B i o g r a p h y 

Sarah Rose Stiles 
I grew up in an eclectic musical household in Sonoma County, CA, where my ears witnessed anything from Bach Cantatas, Monteverdi, the Rollingstones, the Kingston Trio, my mother sight-reading Clementi at the piano, or my father’s Appalachian strummin’ and a hollerin’. After my parents cleaned out my mom’s old clunker piano full of the melting chewable vitamins I hated, and had it tuned, I began piano lessons with a hippy lady who eventually disappeared to India. After a switch to a new teacher and a lot of resistance to practice, I eventually turned around and passionately trained as a classical pianist, resulting in an adolescence full of performance, auditions, competitions, and winning awards. When my rebellious teenage spirit met the revolutions of Debussy, Schoenberg, and Stravinsky, my focus transitioned to composition. Twentieth Century music fueled me to follow suite in spirit. Raised with self-independent values, I explored untaught and instantly found my own compositional voice. This was reinforced and supported by professor Will Johnson who encouraged me to strike out and embrace “my own music.” I ganged up with some other youth to form a Composers’ Club, and organized concerts at the local Junior College. Moving on to continue studying music at U.C. Berkeley, I continued to compose unsupervised.

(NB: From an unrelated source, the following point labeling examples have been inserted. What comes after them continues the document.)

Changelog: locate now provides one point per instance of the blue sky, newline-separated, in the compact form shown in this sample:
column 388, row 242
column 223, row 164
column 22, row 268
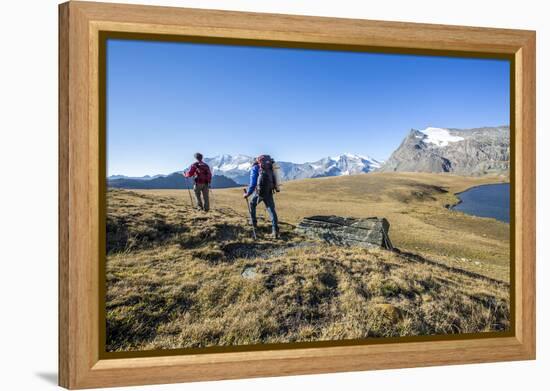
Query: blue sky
column 167, row 100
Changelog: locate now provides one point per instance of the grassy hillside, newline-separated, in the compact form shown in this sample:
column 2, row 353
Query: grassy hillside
column 414, row 204
column 181, row 278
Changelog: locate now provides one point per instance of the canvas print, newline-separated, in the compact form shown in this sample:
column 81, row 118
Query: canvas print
column 264, row 195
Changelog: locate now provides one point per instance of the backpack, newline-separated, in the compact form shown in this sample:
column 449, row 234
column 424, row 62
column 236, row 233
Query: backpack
column 203, row 174
column 266, row 177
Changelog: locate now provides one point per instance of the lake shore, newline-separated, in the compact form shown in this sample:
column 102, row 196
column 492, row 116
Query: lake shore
column 413, row 203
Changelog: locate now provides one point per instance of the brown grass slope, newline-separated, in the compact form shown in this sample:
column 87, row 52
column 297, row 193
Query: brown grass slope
column 414, row 204
column 180, row 278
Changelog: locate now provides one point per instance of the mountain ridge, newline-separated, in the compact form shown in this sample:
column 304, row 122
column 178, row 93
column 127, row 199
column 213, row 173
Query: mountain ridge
column 475, row 151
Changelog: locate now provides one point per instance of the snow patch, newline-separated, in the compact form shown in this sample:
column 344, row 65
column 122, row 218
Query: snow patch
column 439, row 136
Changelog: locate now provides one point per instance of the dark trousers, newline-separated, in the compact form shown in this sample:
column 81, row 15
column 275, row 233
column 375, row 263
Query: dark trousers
column 269, row 205
column 202, row 189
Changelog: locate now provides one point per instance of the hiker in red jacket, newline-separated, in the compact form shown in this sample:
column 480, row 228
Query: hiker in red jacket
column 201, row 172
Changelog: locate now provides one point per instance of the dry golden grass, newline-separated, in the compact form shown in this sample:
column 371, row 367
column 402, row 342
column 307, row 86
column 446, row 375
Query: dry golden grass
column 180, row 278
column 413, row 203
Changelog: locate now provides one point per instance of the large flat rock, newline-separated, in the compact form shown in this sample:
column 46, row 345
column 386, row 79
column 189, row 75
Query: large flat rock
column 348, row 231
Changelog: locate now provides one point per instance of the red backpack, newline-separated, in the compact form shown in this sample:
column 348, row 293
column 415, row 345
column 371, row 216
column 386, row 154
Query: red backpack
column 203, row 174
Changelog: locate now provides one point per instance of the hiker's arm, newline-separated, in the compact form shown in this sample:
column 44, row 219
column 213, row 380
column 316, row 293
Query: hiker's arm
column 253, row 180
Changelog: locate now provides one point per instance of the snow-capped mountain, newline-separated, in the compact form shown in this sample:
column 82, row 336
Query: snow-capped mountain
column 478, row 151
column 238, row 167
column 235, row 167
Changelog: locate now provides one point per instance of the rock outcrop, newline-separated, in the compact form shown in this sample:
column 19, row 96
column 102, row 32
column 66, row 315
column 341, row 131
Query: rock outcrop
column 348, row 231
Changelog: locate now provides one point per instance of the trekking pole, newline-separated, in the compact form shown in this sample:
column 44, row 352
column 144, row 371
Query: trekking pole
column 250, row 215
column 189, row 191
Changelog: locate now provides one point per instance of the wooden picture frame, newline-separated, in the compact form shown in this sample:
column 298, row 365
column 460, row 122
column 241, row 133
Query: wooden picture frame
column 81, row 177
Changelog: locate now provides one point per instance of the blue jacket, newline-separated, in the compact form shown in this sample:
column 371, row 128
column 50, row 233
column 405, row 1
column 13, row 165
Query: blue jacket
column 254, row 172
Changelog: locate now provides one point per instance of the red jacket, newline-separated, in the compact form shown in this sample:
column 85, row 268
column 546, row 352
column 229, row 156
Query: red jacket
column 201, row 172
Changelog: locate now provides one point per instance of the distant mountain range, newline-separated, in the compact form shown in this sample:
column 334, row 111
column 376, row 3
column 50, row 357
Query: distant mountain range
column 478, row 151
column 238, row 167
column 172, row 181
column 231, row 171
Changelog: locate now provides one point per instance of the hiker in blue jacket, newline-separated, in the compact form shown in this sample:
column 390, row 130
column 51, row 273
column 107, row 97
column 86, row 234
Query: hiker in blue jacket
column 261, row 187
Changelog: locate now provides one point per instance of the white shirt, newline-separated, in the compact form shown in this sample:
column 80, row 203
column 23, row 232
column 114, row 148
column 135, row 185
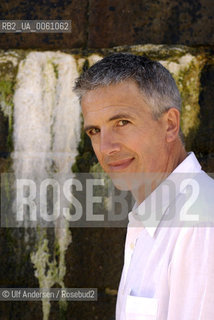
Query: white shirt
column 168, row 269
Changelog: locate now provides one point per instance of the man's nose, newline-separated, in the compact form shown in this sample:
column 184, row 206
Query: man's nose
column 109, row 143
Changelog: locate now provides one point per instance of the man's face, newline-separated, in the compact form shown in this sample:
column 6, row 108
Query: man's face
column 124, row 135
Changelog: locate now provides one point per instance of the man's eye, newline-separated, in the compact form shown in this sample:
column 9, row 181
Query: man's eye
column 122, row 123
column 93, row 131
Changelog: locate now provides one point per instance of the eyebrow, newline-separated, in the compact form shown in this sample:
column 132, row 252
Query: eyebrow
column 115, row 117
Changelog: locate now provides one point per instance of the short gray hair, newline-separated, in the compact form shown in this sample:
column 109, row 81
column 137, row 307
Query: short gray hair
column 155, row 82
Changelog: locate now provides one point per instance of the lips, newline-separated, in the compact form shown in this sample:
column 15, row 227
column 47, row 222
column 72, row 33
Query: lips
column 120, row 164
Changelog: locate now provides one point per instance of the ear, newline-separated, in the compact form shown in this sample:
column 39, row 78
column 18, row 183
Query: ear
column 172, row 121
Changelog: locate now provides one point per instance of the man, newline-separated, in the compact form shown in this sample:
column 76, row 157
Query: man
column 131, row 109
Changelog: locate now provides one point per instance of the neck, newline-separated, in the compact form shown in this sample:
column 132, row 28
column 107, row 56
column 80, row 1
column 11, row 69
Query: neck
column 152, row 180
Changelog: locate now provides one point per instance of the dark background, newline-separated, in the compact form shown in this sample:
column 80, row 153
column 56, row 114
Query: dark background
column 95, row 257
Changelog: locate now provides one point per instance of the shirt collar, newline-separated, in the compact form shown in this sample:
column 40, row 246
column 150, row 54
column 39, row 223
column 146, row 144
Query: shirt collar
column 145, row 215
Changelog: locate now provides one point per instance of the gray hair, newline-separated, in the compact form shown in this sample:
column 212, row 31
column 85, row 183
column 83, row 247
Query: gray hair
column 155, row 82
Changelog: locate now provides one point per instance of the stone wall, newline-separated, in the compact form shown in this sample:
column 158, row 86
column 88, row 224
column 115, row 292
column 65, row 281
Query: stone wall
column 109, row 23
column 95, row 256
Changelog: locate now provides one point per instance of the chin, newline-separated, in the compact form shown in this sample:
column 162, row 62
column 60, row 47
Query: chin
column 126, row 181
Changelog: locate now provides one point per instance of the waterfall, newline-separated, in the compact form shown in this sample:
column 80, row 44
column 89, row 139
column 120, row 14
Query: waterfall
column 46, row 136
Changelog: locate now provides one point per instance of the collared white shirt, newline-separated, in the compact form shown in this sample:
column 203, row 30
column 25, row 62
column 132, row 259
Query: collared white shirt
column 168, row 269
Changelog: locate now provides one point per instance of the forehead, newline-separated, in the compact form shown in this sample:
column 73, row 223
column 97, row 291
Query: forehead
column 124, row 97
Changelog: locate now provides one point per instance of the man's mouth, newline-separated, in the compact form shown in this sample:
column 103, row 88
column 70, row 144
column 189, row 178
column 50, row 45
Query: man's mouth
column 119, row 164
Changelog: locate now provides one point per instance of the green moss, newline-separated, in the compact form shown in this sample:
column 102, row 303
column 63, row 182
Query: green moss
column 56, row 70
column 50, row 269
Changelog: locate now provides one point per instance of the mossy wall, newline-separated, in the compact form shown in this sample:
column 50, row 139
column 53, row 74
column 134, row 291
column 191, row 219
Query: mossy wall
column 95, row 256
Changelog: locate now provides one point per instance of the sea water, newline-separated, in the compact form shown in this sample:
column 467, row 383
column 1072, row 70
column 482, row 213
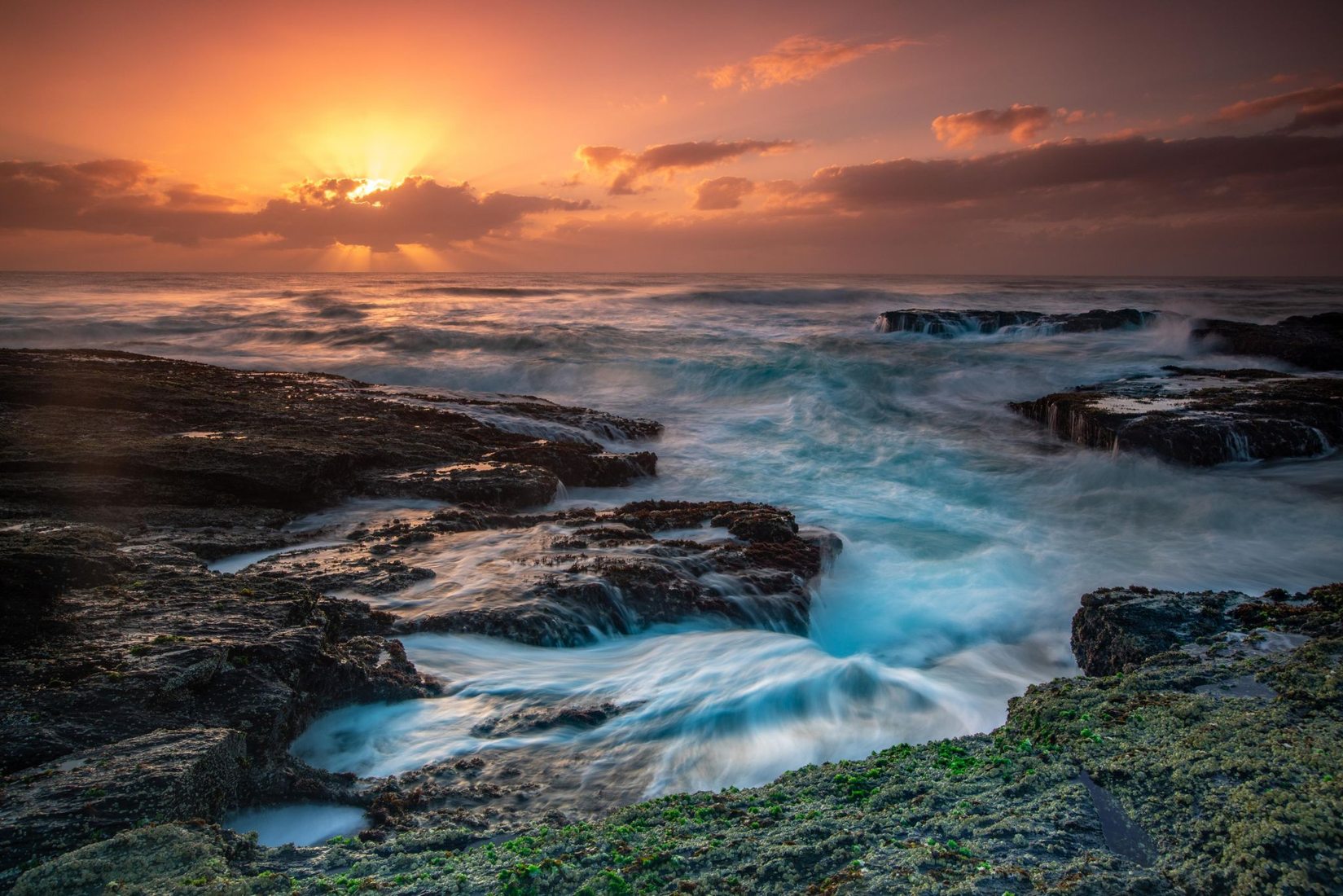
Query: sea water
column 968, row 534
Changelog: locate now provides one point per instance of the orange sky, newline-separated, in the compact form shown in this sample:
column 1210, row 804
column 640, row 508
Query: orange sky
column 899, row 138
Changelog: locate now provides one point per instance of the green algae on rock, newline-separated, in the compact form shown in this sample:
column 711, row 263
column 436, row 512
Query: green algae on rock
column 1231, row 793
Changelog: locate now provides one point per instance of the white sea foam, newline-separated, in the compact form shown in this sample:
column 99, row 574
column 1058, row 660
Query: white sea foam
column 968, row 532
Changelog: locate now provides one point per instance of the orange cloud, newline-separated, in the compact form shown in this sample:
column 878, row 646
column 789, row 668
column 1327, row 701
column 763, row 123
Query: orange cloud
column 124, row 196
column 964, row 128
column 722, row 192
column 1316, row 108
column 792, row 59
column 627, row 169
column 1082, row 179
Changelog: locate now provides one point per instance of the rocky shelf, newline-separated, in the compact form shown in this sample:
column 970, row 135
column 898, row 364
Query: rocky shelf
column 1198, row 755
column 145, row 695
column 960, row 323
column 1314, row 343
column 1200, row 417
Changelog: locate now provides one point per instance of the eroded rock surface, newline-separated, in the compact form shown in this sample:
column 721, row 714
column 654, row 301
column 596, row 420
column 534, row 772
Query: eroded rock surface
column 960, row 323
column 1200, row 417
column 563, row 579
column 90, row 430
column 1314, row 343
column 152, row 689
column 1154, row 780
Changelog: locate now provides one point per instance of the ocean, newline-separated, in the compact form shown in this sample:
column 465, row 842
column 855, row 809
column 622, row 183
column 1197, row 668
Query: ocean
column 968, row 534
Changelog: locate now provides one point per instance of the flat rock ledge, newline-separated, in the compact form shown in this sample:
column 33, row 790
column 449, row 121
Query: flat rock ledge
column 1314, row 343
column 89, row 430
column 1198, row 755
column 577, row 575
column 1200, row 417
column 963, row 323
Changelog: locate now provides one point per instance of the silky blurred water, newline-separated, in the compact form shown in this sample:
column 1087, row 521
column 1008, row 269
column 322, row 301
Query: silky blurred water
column 968, row 534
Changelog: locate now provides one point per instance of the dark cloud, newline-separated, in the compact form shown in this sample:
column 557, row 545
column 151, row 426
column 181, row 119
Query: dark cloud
column 1082, row 179
column 626, row 169
column 1316, row 108
column 1021, row 122
column 722, row 192
column 125, row 196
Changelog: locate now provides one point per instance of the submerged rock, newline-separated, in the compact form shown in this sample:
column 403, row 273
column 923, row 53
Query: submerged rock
column 1144, row 782
column 959, row 323
column 1314, row 343
column 1200, row 417
column 567, row 578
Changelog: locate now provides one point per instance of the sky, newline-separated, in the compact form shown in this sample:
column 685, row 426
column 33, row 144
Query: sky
column 954, row 138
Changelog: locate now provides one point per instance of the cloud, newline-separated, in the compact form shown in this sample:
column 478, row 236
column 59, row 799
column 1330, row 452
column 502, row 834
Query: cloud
column 1316, row 108
column 722, row 192
column 794, row 59
column 964, row 128
column 126, row 198
column 626, row 169
column 1080, row 179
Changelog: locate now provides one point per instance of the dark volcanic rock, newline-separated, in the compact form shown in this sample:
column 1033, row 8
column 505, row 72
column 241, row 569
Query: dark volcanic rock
column 1314, row 343
column 1117, row 629
column 152, row 689
column 564, row 578
column 959, row 323
column 85, row 430
column 163, row 775
column 1200, row 417
column 1204, row 769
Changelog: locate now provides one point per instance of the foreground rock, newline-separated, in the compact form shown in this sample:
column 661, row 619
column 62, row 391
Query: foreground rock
column 1209, row 766
column 1314, row 343
column 1200, row 417
column 156, row 438
column 563, row 579
column 136, row 685
column 960, row 323
column 149, row 689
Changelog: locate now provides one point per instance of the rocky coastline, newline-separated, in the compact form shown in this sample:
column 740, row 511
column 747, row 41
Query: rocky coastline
column 144, row 693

Nonetheless, I gained meaty composition lessons by virtue of required classes such as music history, ethnomusicology, music theory, counterpoint, orchestration, and piano training, which all required study and analysis of composition. The last semester of my B.A. in Music, I was finally able to take my first official composition class, an opportunity with the late Jorge Liderman. After my B.A. in music at U.C. Berkeley, I continued composing independently, organized concerts of my music, and via composers’ organizations. Not much later, I entered and completed a Masters in Composition at the SF Conservatory.

My most recent premiere was in June 2019, a piece called Vignettes, which was composed for percussionist Matt Gold, and two members from the from the Mivos Quartet, violist Victor Lowrie Tafoya, and violoncellist Tyler J. Borden. Vignettes was featured at the Composers Forum of the Creative Musicians Retreat at the Walden Music School. My attendance to this weeklong intensive workshop “retreat” was partially funded by a Teacher Grant I won from the SF Community Music Center. There I had an enriching time gaining insight from composers Osnat Netzer and George Lewis. In December 2017 the experimental sfSound Group premiered my A CreationIn 2013 I was awarded a Faculty Grant from the San Francisco Community Music Center to fund my local-premiere of matins: three nocturnes, featured in a community concert I organized called All Shades Between......an eventide concert of light and dark pieces. Other performances of my ouvre include featured artist at the Meridian Gallery’s Composers in Performance Series, New Keys Concerts starring pianist Regina Schaffer, the Outsound Series at the Luggage Store Gallery, the Temescal Experiment as part of the Oakland Art Murmur, Berkeley Arts Festival, and with the Cornelius Cardew Choir.

I get a kick out of performing with the Cornelius Cardew Choir, an avant-garde experimental performance-art ensemble of composer-performer-improvisers, led by composer Tom Bickley. With the Cardew Choir I had the opportunity to perform with composer Pauline Oliveros in her Tower Ring at the Oliver Ranch, an independent art grounds in Geyserville, CA in 2011.

Other composition activities include dabbling in various types of computer music and digital audio classes. Summer 2018 I was awarded the Diversity in Computer Music Scholarship to attend a weeklong workshop at Stanford University studying the SuperCollider programming environment.

My future interests look toward applying for Doctoral studies in music composition, delving further into electronic composition, acoustics, and psychoacoustics.

As a teacher, I spent a year as Artist in Residence at the San Francisco School for the Arts where I taught music theory and musicianship. Since 2010 I have been an ensemble director and arranger, theory and musicianship instructor for the Young Musicians’ Program at the San Francisco Community Music Center. I also teach private lessons and classes in piano, composition, improvisation, theory, and musicianship, throughout the Greater SF Bay Area.

Outside of music, I find myself easily engaged in social justice, international feminism, environmentalism, science, nature and the outdoors, kayaking, hiking, backpacking, and recently succeeding with pride at digging and camping in my own snow-trench.